薄暗い客間に、高級スーツを身に付けた六人の男たちが、アンティークの革ソファーに腰かけていた。換気が行き渡った部屋は、静かに立ち上る葉巻の煙も気にならない。

 ランプのような弱々しい光ばかりが灯った室内で、男たちがそれぞれ押し黙ったまま見つめ合っていた。


「――蒼緋蔵家の長男が、予想通り当主の席に就く事になったな」


 長い沈黙を破ったのは、急かすような早い口調の声だった。狭まった喉から出すような高く掠れた声色は、静寂の中いびつに響き渡る。

 発言者の隣にいた小太りの男が、グラスに入った赤ワインを持ち上げた。金色に光る歯を見せながら不敵な笑みを浮かべ、バイオリンの調子外れな音に似た声を上げる。

「家名の字をあてがわれた男、だったか」
「娘のほうは、とても美しい女に育ったと聞いておるぞ」
「どんな美女なのか、拝んでみたいものだよ」

 最後の笑いを含んだ心地よいアルトの声に対して、沈黙を破った男が気の短さを露出するようにテーブルに手を置いた。

「蒼緋蔵家にある番犬の役職が、今世代に正式に復活するかもしれないと小耳に挟んだ。番犬といえば、あの方が懸念しておられた存在だろう。蒼緋蔵家先代当主にもいたと聞いたが、あれは『蒼緋蔵家の番犬』ではなくただの副当主だったらしい――……あの方がようやく動き出せている今のタイミングで、あの一族が『番犬』に対する動きに出ているのが気掛かりだ」

 何か聞いているか、と問う苛立ちを含んだその声に、室内がまた静寂に包まれた。

 小太りの男が、飛び出た唇の奥に金の歯をしまいながら、喋り方が異様に早い隣の人間を眺めた。

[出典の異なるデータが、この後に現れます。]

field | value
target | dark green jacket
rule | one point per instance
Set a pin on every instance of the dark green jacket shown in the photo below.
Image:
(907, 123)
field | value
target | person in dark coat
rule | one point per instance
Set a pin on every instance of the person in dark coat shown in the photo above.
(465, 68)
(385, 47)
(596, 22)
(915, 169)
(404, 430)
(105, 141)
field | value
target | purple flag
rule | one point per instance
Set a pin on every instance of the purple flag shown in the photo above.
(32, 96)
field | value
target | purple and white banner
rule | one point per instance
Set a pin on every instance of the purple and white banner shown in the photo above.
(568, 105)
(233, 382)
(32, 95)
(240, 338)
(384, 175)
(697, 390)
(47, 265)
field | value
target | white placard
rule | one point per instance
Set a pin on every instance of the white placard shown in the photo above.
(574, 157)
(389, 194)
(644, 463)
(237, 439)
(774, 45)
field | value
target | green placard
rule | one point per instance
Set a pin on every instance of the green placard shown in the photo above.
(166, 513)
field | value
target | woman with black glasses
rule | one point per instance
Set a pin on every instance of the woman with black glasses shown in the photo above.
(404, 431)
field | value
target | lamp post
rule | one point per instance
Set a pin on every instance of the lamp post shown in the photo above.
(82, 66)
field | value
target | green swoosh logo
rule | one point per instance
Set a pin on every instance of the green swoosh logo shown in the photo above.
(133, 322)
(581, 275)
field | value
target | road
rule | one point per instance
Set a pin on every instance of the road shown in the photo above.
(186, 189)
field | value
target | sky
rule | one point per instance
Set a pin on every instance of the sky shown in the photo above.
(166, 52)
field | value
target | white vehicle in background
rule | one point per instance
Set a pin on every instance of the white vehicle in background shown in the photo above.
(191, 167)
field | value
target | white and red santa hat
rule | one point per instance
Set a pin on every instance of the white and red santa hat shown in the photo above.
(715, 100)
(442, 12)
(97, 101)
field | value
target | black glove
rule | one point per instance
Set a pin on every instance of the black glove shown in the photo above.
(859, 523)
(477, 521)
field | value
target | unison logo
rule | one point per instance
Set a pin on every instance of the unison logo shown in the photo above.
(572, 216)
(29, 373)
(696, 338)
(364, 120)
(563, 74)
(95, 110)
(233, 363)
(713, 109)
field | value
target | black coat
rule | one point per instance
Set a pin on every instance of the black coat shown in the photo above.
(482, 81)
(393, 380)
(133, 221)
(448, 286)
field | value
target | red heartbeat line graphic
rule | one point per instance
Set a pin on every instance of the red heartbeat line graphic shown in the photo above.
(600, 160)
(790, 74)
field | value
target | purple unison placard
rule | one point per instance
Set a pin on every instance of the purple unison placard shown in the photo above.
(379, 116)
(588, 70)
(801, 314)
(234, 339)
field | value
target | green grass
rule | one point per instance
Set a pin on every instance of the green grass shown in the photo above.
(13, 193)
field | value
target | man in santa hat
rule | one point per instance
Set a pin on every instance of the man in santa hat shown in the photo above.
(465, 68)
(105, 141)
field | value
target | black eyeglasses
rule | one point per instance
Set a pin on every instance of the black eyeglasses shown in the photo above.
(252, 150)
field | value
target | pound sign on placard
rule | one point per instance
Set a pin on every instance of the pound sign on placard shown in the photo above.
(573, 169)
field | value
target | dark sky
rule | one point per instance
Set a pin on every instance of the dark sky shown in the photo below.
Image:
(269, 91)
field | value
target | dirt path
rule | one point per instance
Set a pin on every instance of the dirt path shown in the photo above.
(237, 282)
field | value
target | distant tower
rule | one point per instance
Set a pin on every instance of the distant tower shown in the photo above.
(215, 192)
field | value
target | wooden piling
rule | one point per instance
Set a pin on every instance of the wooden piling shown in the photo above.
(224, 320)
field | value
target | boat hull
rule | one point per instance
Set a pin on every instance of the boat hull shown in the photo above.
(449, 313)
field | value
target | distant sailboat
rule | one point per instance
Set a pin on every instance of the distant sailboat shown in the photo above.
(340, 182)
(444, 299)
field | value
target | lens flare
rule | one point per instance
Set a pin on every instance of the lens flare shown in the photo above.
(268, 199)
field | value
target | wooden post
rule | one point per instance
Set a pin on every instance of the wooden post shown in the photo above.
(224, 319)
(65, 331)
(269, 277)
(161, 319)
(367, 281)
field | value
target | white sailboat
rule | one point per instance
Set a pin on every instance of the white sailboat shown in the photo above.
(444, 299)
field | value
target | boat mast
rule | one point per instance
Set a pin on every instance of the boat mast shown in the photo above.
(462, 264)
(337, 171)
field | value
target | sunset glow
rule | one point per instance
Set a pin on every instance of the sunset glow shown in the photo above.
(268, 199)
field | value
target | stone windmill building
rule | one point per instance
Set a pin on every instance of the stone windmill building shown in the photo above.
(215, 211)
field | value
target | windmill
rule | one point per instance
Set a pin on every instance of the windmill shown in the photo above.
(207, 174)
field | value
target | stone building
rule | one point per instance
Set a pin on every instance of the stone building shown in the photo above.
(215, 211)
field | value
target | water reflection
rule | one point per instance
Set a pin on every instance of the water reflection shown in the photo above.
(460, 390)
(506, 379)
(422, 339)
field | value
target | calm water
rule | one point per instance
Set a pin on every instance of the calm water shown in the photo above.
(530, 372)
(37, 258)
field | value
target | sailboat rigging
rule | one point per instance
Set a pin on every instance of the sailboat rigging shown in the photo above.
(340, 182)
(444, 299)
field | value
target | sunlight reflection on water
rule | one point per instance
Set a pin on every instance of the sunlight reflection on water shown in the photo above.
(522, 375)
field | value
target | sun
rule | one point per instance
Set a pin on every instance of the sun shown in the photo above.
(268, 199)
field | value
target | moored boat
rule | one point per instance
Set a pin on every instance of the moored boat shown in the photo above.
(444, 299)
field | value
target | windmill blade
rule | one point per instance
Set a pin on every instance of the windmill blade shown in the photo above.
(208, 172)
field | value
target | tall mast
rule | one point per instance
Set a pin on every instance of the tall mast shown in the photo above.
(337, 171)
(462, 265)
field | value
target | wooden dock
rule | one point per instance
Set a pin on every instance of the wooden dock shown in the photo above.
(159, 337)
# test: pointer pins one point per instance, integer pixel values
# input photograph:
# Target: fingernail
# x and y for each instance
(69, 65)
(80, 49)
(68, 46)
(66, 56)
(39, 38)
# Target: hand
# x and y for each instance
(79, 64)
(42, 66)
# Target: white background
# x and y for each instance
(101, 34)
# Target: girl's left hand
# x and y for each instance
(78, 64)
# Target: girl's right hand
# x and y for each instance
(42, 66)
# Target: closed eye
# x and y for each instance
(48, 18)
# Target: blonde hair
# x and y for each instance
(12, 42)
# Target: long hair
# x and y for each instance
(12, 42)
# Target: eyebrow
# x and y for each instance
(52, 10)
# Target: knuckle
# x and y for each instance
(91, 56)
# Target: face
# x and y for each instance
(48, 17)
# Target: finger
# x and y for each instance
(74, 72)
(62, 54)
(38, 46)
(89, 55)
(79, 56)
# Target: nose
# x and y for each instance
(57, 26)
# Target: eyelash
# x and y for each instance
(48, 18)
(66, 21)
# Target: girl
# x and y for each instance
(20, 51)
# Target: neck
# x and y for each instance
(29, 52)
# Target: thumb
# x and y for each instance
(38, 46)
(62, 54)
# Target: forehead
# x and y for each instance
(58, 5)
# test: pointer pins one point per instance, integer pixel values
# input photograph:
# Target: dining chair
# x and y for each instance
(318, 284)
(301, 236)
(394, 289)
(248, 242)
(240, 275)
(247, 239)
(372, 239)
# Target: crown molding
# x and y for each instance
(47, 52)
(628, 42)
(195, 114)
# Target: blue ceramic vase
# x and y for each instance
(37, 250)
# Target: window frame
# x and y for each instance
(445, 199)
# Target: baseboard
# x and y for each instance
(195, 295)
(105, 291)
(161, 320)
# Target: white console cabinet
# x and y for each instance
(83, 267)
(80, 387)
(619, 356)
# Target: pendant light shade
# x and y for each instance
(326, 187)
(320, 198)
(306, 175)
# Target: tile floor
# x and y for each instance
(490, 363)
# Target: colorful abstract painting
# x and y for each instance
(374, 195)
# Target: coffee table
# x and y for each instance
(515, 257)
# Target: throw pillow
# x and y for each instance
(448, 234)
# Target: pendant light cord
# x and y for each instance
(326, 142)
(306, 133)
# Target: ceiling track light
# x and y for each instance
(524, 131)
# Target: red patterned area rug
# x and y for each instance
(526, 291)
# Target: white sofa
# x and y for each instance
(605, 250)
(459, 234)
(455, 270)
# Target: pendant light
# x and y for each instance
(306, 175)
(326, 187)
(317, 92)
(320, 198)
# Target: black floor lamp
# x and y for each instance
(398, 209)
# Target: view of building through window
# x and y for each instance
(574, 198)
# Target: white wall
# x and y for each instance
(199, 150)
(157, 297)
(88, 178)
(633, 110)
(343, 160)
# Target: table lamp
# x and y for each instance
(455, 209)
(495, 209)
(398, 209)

面白くもなさそうに視線をそらすとワインを口にし、味も分からぬ癖に美味いという顔をしてそれをテーブルの上に戻す。風船のように膨らみ上がった彼の短い指には、銀色の結婚指輪と巨大な翡翠の指輪がはめられていた。

「まぁ、少し落ち着きたまえ」

 向かい合うソファを正面に眺める、質の違う革椅子に腰かけた男が場を制した。

 それは四十代半ばを越えた長身の男であった。顎が突き出たような面長の顔は堀が深く、少しつり上がった細い瞳は奥二重で凛々しい。目の輝きは無垢な子供のそれにも近いものがあったが、威圧感を漂わせた瞳は冷たい鋭利さを秘めていた。

 静かなその声色に含まれた気迫に気圧され、男はテーブルに置いた手を反射的に下げて「軽率だったな」と早口に言った。灰皿に乗せていた葉巻を急くように口にくわえて、ニ、三度吹かせる。

榎林(えのはやし)さんは、その件についてあのお方から何か聞いておるのか」

 整えられた白髪と、白い髭をたくわえた痩せ細った男が、そう言って垂れた瞳を持ち上げた。

 肉が削げ落ちた頬の上が膨れ、不健康そうなほど青白い肌をした老人だった。目尻にかかるようにして大きなホクロがあり、濁った双眼にかかる長い白眉は問うように上がっている。

「小耳に挟んだと報告したが、そのときは何もおっしゃらなかった」

 短い一呼吸の間に素早く言葉を並べ、榎林は落ち着かないように葉巻を二度口にして短く吐き出した。薄くなった頭部の髪が、浮いた脂汗に濡れて額に張り付いている。